I've been very interested to see how much power different things use. The fridge and the central heating pump are our main 'background' users of electricity, taking 100-200 Watts each, but not all the time. I was relieved to see that the laptops use very little - about 40 Watts, and again, not all the time. Right now the monitor is displaying zero, although I have the computer plugged into the mains.

electricity monitor reading zero with computer
The little light by the power cable shows the laptop is plugged in and switched on, but the electricity monitor says it's drawing no power

This big users are predictable, but still startling. We all know that electric kettles use a lot of power, but seeing the monitor shoot up to 2.5 kW is a striking reminder of that fact. I'm sure it's going to encourage me to heat less water (so it's on for less time) and to make the tea straight away, so I don't have to reboil.

The washing machine also uses kilowatts, but I'm not sure I'm ready to switch to hand washing just yet.

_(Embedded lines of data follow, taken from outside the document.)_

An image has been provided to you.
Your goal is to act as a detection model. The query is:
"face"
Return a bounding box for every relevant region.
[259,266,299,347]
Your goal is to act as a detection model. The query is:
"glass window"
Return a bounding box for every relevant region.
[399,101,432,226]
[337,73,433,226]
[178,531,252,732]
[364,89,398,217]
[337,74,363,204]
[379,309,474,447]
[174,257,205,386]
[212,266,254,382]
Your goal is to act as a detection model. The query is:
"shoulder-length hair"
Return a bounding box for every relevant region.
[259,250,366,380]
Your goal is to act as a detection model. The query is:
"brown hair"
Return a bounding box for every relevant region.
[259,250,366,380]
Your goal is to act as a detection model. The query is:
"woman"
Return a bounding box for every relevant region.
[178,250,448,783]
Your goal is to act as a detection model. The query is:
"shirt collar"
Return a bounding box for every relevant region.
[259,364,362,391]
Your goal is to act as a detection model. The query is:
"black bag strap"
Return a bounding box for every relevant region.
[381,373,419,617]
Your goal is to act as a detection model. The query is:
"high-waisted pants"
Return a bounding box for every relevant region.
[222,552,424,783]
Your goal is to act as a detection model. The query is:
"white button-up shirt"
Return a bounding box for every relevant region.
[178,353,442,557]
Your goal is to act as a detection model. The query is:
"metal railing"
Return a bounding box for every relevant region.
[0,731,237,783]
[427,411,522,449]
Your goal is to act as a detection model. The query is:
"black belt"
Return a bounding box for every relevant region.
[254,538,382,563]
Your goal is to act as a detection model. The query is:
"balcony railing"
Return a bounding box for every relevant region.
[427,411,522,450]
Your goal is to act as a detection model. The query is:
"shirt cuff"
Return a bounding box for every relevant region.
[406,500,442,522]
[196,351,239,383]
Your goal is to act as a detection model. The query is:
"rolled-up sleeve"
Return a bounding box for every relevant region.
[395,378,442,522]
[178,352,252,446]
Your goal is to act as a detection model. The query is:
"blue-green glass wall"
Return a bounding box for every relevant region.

The real biggie, though, is the shower. We have an electric shower which is pathetically feeble, yet still manages to use 7.5 kW, and we use it for much longer at a time than the kettle. We really must crack on with those solar panels!

As well as power consumption, the monitor has a built in thermometer and displays the temperature. At first, I thought this was an added bonus. Most lists of tips for saving energy include advice to turn the thermostat down a degree or two, so a thermometer fits with that approach. However, this one is slightly different.

The accompanying booklet informs us that a temperature "below 17°C is considered too cold for healthy living," and "If flashing it is below 13°C, please turn your heating up." This thing is geared up to tell us to increase our heating, but will never tell us to reduce it.

Ever since it came into our house, this thing has been complaining that it's too cold:

Electricity monitor flashing warnings at me. I had trouble taking these photos, but the one on the left has no temperature information whereas if you look closely at the one on the right (or the one above), you'll see it says "too cold" and "11" in the bottom right hand corner*

Not only does it complain, but it consistently reads two degrees lower than the old fashioned thermometer we have on the wall. Call me cynical, but this company sells gas, too...


*We do keep our house cool but I have to agree that, even allowing for the two-degree error, 13°C is on the chilly side. This is because our central heating has broken, but that's another story.


  1. You are from hardier stock than me - I find 17 is the lowest I can tolerate or my hands are too cold to function! I don't mind wearing extra jumpers etc, but gloves aren't terribly practical!
    I found our monitor a bit of a useless gadget after the initial gasping at the power guzzlers. After that, it was just kind of preaching to the converted.

  2. I think I may find it annoying as well as useless, before long. Right now it's not only warning me that it's too cold, but also that I'm in danger of exceeding my target (because I did a load of washing this morning) and the 'Gridwatch alert' is on, which is nothing more than a very basic clock, which comes on between 4 and 7 every evening.

    Yesterday I linked it up to the online software, and found some very odd energy saving tips: "Use a ceiling fan to cool down" - it's obviously not receiving the temperature data! - "Close blinds or net curtains during the day" - er, why? Oh! As opposed to closing the curtains! - and the one that amused me most, "Wear clothes again instead of washing them!"

    Still, it did give me a pretty graph, and I like nothing better than a nice graph.